Tarafların üzerinde mutabık kaldıkları bu süreç, PKK’nın ateşkes ilan etmesi ve Türkiye’den Kuzey Irak’a çekilmeye başladığını duyurması ile başlamıştır. AKP Hükümeti, PKK’nın bu açıklaması üzerine, PKK’nın Türkiye’yi terk etmesinin karşılığı olarak, güvenlik güçlerinin PKK’lılara yönelik operasyon yapması imkanını elinden almıştır. Ancak PKK bu süreci; terörü tam olarak durdurmadığı ve tam olarak geri çekilmediği gibi, Güneydoğu Anadolu’da meşrulaşmak ve paralel bir devlet kurmak amacı ile istismar etmiştir. Ayrıca, güvenlik güçlerinin hareket imkanlarının ortadan kaldırılmasından istifade eden PKK, bir yandan koruculara karşı alçakça cinayetler işlerken, diğer yandan kent eylemleri ile halkı terörize etmeye devam etmiştir. PKK’nın bu dönemde yapmadığı tek şey, askeri hedeflere saldırmamak olmuştur. Bunun dışında PKK’nın terör eylemlerini durdurduğunu söylemek mümkün değildir. Üstelik PKK, sürecin başında Türkiye’deki bütün unsurlarını geri çekeceğini açıkladığı halde süreç başında Türkiye içinde bulunan unsurlarının ancak % 30’unu geri çekmiştir. Üstelik bu süreçte PKK’ya katılımlar bir patlama yaşamıştır.

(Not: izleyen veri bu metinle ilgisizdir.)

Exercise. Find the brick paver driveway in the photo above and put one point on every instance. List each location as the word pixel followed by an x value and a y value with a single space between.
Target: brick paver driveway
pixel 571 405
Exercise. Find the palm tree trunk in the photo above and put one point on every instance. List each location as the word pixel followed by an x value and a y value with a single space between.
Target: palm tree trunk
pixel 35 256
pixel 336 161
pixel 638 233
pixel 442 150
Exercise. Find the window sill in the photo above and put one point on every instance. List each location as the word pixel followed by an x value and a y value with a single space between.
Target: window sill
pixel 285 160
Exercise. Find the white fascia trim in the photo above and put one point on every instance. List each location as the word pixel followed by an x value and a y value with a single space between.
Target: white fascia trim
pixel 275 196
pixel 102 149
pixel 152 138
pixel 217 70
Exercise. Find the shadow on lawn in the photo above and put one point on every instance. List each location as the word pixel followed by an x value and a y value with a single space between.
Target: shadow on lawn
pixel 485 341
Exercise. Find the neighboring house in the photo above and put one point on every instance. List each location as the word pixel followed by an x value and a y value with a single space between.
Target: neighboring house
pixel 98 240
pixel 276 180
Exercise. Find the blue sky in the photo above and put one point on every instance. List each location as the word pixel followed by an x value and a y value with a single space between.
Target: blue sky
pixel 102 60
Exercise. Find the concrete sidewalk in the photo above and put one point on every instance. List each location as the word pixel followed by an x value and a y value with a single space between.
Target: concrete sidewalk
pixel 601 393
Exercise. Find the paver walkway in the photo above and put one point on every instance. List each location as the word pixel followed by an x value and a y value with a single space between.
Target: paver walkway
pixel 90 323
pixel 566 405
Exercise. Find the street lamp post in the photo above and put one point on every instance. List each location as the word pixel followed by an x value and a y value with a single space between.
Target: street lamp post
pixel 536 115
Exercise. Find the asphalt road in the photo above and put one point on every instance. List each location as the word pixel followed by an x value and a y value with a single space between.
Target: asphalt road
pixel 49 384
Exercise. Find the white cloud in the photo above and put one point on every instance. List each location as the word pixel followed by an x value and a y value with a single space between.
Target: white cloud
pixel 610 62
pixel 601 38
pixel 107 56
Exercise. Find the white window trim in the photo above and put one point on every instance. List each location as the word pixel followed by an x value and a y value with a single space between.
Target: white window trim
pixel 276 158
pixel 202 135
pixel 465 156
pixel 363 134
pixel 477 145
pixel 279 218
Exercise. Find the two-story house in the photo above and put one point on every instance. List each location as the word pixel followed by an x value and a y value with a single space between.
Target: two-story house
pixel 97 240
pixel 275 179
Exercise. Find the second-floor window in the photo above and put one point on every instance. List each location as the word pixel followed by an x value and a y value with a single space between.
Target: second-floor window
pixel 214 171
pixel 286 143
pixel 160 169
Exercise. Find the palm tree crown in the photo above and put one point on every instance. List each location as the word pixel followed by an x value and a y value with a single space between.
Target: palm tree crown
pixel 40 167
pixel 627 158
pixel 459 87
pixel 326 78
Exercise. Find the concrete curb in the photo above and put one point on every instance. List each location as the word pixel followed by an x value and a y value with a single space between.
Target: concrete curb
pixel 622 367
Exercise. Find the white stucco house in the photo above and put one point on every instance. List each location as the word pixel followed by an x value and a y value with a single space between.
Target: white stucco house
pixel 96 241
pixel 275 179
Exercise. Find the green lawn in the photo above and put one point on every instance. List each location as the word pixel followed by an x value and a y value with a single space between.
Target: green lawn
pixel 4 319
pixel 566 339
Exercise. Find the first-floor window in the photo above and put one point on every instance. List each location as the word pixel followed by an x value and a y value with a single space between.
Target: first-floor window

PKK anlaşma gereği kendi üstüne düşenleri yapmadığı gibi, önce AKP Hükümetinin 1 Eylül’e kadar gereken adımlar atmaması durumunda, süreci durduracaklarını duyurmuş ve 5 Eylül’de bir açıklama yaparak, AKP Hükümetinin söz verdiği anayasal ve yasal değişimler konusunda adım atmadığını ileri sürerek, PKK’nın geri çekilmeyi durdurduğunu açıklamıştır. PKK ayrıca yaptığı bir açıklama ile 15 Ekim’e kadar hükümetin adım atmaması durumunda ateşkesin de sona ereceğini duyurmuştur.
Gelinen aşamada, AKP Hükümeti açısından güvenlik güçlerine “çekilen PKK’lılara dokunulmayacak” şeklinde verilen talimatın zaten ağır bir şekilde şüpheli olan politik meşruluğu ki, hukuki meşruluğu hiçbir zaman olmamıştır, tamamen ortadan kalkmıştır. Artık AKP Hükümetinin PKK’nın Türkiye topraklarında geri çekilmeyi reddetmesine rağmen askeri operasyonların yapılmasını engellenmesi, terör örgütünün varlığını meşru olarak gördüğünü göstermektedir.
Öte yandan PKK’nın 15 Ekim’den sonra ateşkes sona erer açıklamasından sonra AKP Hükümetinin demokratikleşme paketi çalışmaları hızlanmış ve 30 Eylül’de Erdoğan “demokrasi paketini”açıklamıştır. Her şeyden önce paketin açıklanması herhalde demokrasinin göstergesi olarak Türkçe, İngilizce, Arapça ve Kürtçe olarak yapılırken, muhalif Yeniçağ, Sözcü, Aydınlık gibi gazetelerin davet edilmemiş olması, demokratik zihniyetin nerede olduğunu göstermektedir.
Bu çerçevede 30 Eylül 2013’te açıklanan demokratikleşme paketi incelendiğinde; bir yandan AKP Hükümetinin malum bölücü-liberal ve sözde muhafazakar çevrelerde uyandırmış olduğu beklentileri karşılamadığı, öte yandan Türkiye Cumhuriyeti’nin milli devlet yapısını aşındırmaya devam eden bir zihniyeti temsil ettiği görülmektedir. Ancak Erdoğan’ın da dediği gibi bu bir ara adımdır. Erdoğan, yukarıda da değindiğimiz gibi seçimler öncesinde AKP meclis grubundaki tepkileri de göz önünde tutarak, kapsamlı bir programı yürürlüğe sokmaktan kaçınmıştır.